Sozialarbeit braucht zwischenmenschlichen Kontakt und persönliches Engagement, dann kann sie die Gesellschaft positiv verändern, sie mitformen. Letztere sind seit der Aufklärung zentrale Ziele der Kunst. Daran gearbeitet wird bis heute, beispielsweise von der Italienerin Marinella Senatore.

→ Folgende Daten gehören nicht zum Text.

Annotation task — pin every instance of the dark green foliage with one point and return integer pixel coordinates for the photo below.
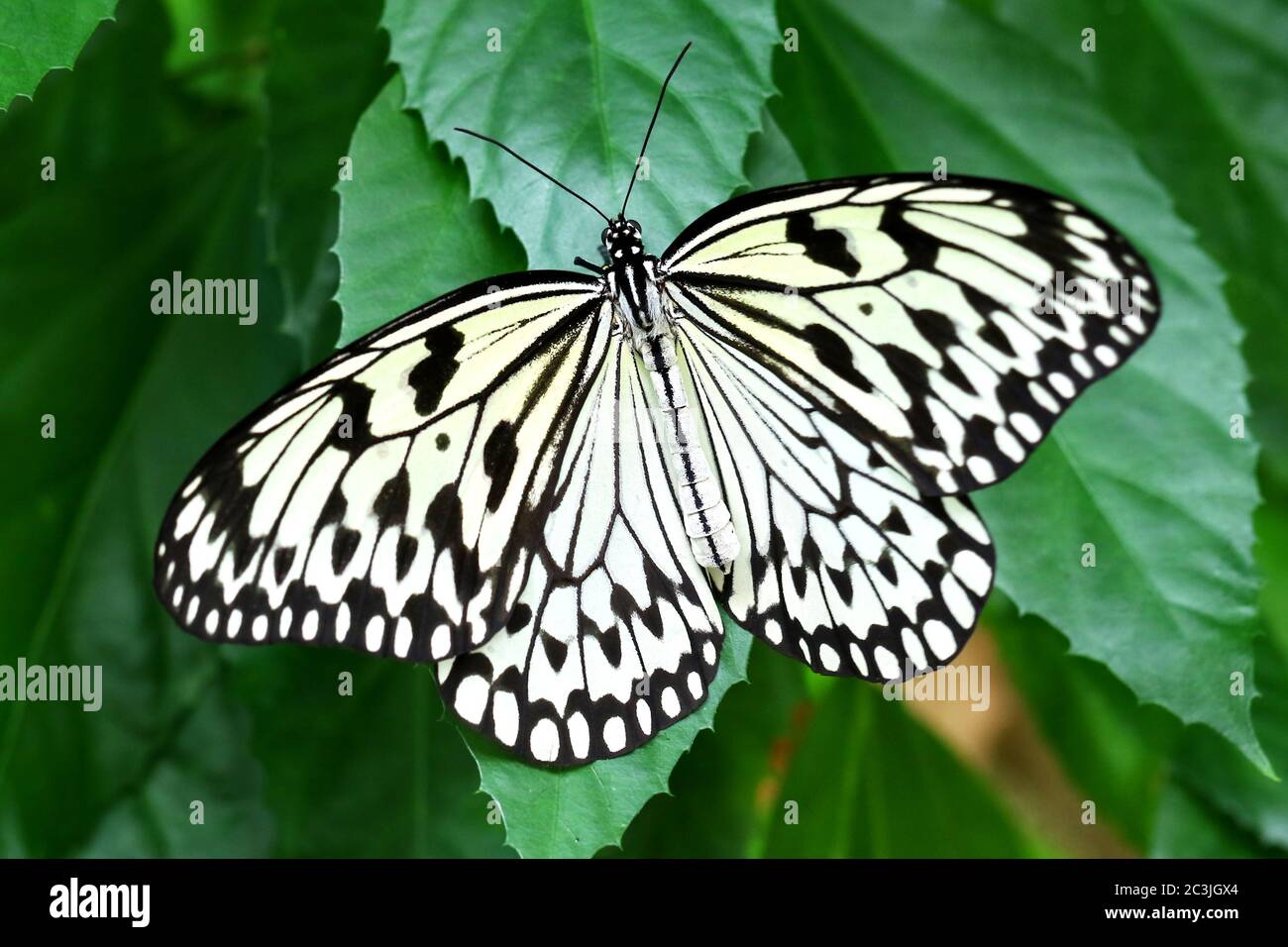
(1142, 680)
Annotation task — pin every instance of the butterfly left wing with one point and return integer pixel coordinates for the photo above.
(386, 500)
(947, 324)
(617, 635)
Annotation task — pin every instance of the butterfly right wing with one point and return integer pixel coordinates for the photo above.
(386, 500)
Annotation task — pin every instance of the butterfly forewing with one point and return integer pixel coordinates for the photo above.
(385, 500)
(848, 567)
(945, 322)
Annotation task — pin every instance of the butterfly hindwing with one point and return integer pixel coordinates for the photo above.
(616, 634)
(846, 567)
(384, 500)
(945, 322)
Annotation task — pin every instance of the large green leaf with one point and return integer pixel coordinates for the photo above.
(1189, 827)
(1112, 748)
(868, 781)
(375, 771)
(721, 796)
(408, 230)
(37, 38)
(136, 398)
(1144, 466)
(326, 63)
(1211, 770)
(571, 86)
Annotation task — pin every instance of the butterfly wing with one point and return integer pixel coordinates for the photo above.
(947, 324)
(862, 350)
(386, 500)
(846, 566)
(618, 635)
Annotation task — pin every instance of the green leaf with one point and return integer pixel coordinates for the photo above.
(1112, 748)
(375, 772)
(1144, 466)
(571, 86)
(870, 783)
(574, 813)
(204, 763)
(408, 230)
(1229, 64)
(134, 398)
(37, 38)
(1211, 770)
(722, 792)
(326, 64)
(1188, 827)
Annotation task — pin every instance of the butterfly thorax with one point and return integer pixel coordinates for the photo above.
(632, 283)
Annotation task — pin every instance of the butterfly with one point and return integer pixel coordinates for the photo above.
(549, 484)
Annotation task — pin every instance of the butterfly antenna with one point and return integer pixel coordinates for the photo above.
(548, 176)
(652, 121)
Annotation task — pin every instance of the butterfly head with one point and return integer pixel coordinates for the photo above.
(622, 241)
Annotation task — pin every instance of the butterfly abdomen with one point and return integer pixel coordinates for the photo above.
(706, 517)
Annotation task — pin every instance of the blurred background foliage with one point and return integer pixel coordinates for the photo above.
(1109, 685)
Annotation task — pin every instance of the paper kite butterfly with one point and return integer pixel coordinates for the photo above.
(548, 484)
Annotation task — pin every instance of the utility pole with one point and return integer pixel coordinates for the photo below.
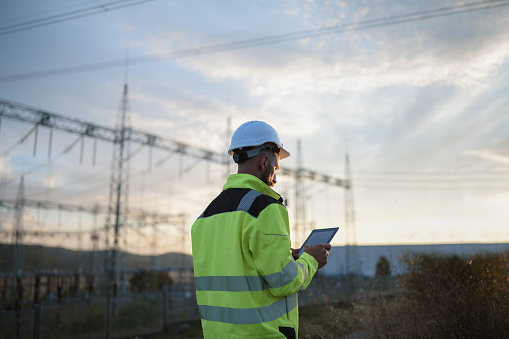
(18, 258)
(352, 258)
(118, 206)
(300, 226)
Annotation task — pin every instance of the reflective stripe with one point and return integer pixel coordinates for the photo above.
(248, 200)
(231, 284)
(245, 316)
(249, 283)
(305, 272)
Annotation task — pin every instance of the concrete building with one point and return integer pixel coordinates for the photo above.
(369, 255)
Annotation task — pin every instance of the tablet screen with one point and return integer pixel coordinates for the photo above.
(320, 236)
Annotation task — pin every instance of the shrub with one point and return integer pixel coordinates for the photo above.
(458, 298)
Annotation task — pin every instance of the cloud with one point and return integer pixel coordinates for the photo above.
(488, 154)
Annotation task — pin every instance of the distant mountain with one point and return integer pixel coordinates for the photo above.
(41, 258)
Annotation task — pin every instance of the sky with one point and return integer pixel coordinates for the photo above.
(420, 106)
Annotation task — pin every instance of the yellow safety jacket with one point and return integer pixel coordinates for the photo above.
(246, 277)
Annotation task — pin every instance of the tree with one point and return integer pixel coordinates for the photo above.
(383, 267)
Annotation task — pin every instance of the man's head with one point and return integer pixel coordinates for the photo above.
(256, 149)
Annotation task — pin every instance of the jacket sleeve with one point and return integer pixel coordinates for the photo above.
(269, 244)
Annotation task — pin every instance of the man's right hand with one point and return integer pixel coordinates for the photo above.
(320, 252)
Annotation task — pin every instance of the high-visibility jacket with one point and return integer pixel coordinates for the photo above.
(245, 275)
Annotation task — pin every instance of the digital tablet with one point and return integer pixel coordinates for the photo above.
(320, 236)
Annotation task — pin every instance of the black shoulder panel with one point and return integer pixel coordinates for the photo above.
(239, 199)
(260, 203)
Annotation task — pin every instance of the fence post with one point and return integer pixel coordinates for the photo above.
(37, 308)
(17, 306)
(165, 307)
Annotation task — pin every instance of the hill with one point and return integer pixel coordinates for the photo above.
(42, 258)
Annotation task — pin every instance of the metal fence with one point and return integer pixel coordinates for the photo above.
(77, 305)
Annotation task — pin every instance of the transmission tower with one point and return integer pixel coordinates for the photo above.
(118, 201)
(300, 226)
(352, 258)
(18, 229)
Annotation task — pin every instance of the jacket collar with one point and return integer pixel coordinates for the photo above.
(250, 181)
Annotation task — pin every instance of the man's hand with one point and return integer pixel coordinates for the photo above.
(320, 252)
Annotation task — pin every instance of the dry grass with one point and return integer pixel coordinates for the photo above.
(439, 297)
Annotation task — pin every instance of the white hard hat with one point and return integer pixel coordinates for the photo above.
(256, 133)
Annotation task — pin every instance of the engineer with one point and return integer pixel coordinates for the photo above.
(246, 273)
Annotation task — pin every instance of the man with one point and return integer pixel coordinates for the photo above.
(247, 276)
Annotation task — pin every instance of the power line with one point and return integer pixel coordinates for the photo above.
(53, 19)
(270, 40)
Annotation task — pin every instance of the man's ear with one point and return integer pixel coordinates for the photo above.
(264, 162)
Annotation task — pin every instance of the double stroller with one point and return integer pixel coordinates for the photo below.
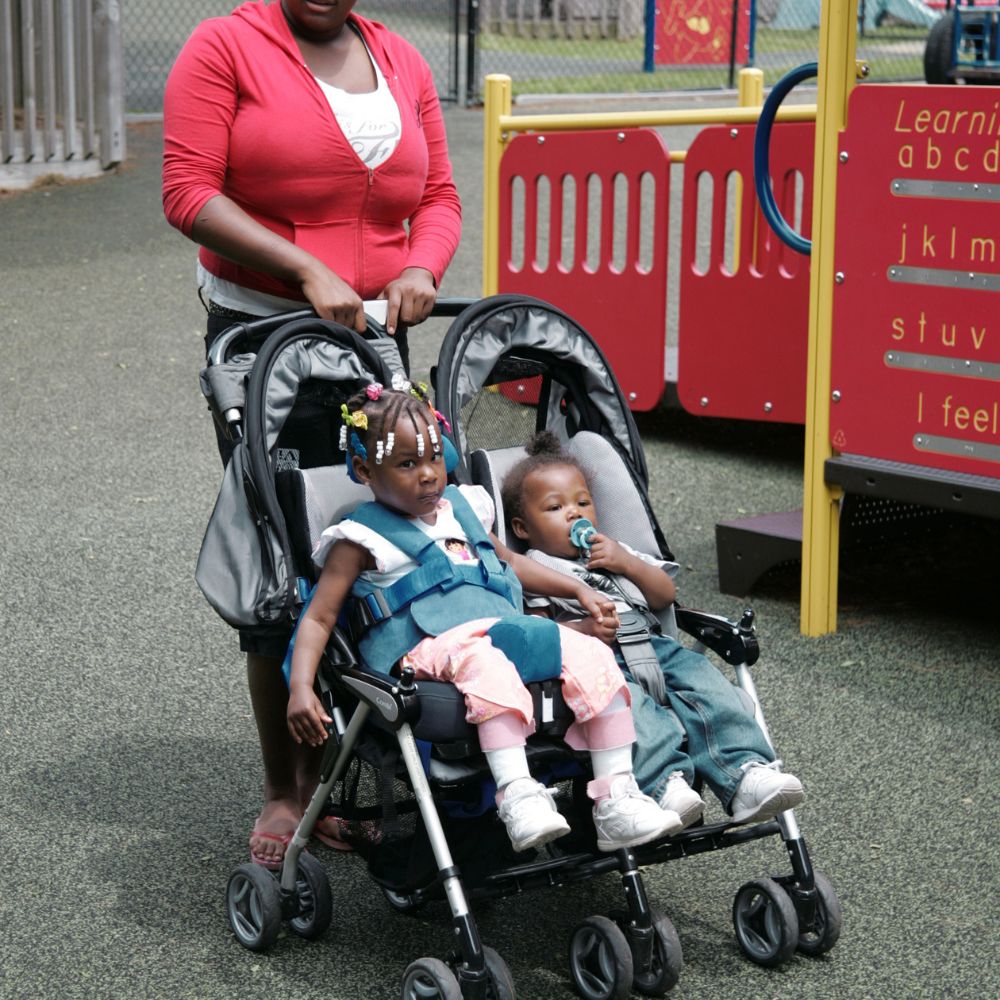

Kunst und Sozialarbeit haben zusammengefunden – spätestens seit Beuys´ „sozialer Plastik“. So richtig präsent wurde die interdisziplinäre Zusammenarbeit in den 1990er Jahren. Ein alter Hut also angesichts der schnelllebigen Kunst? Solange die gesellschaftlichen Fragen im sozialen öffentlichen Raum ungelöst sind, solange das Gemeinwesen erhebliches Entwicklungspotential aufweist, solange werden Künstlerinnen und Künstler in der sozialen Partizipation ein ergiebiges Betätigungsfeld finden. Marinella Senatore (*1977) ist eine von ihnen. Die Künstlerin bringt tausende Menschen zusammen; Laien und Profis, Handwerksleute und Studierende, Arbeitslose und Kulturschaffende. Oft sind ihre Projekte langfristig angelegt und funktionieren an mehr als einem Ort, in mehr als einem Land. In der Kunst Halle Sankt Gallen stellt sie beispielsweise die „School of Narrative Dance“ vor. Die kostenlose Schule will das Selbstbewusstsein der Teilnehmenden stärken, indem sie lernen, ihre Fähigkeiten aus eigenem Antrieb weiterzuentwickeln und sich in verschiedensten Kulturtechniken üben. Der erste Schritt ist für viele schon, dass sie überhaupt einbezogen werden, zumindest gilt das für die Menschen auf Sardinien mit seiner vergleichweise hohen Arbeitslosen-, Kriminalitäts- und Analphabetenrate – in Schweden mag das anders aussehen. Ein Projekttagebuch zeigt die Stationen der mobilen Schule und ist zugleich das fassbarste Element der Arbeit, weil es den Umfang der Idee vermittelt. Alles andere, wie etwa das grossformatige Foto einer Performance, Zeichnungen von Unterrichtssituationen oder Filmausschnitte, bleibt anekdotisch.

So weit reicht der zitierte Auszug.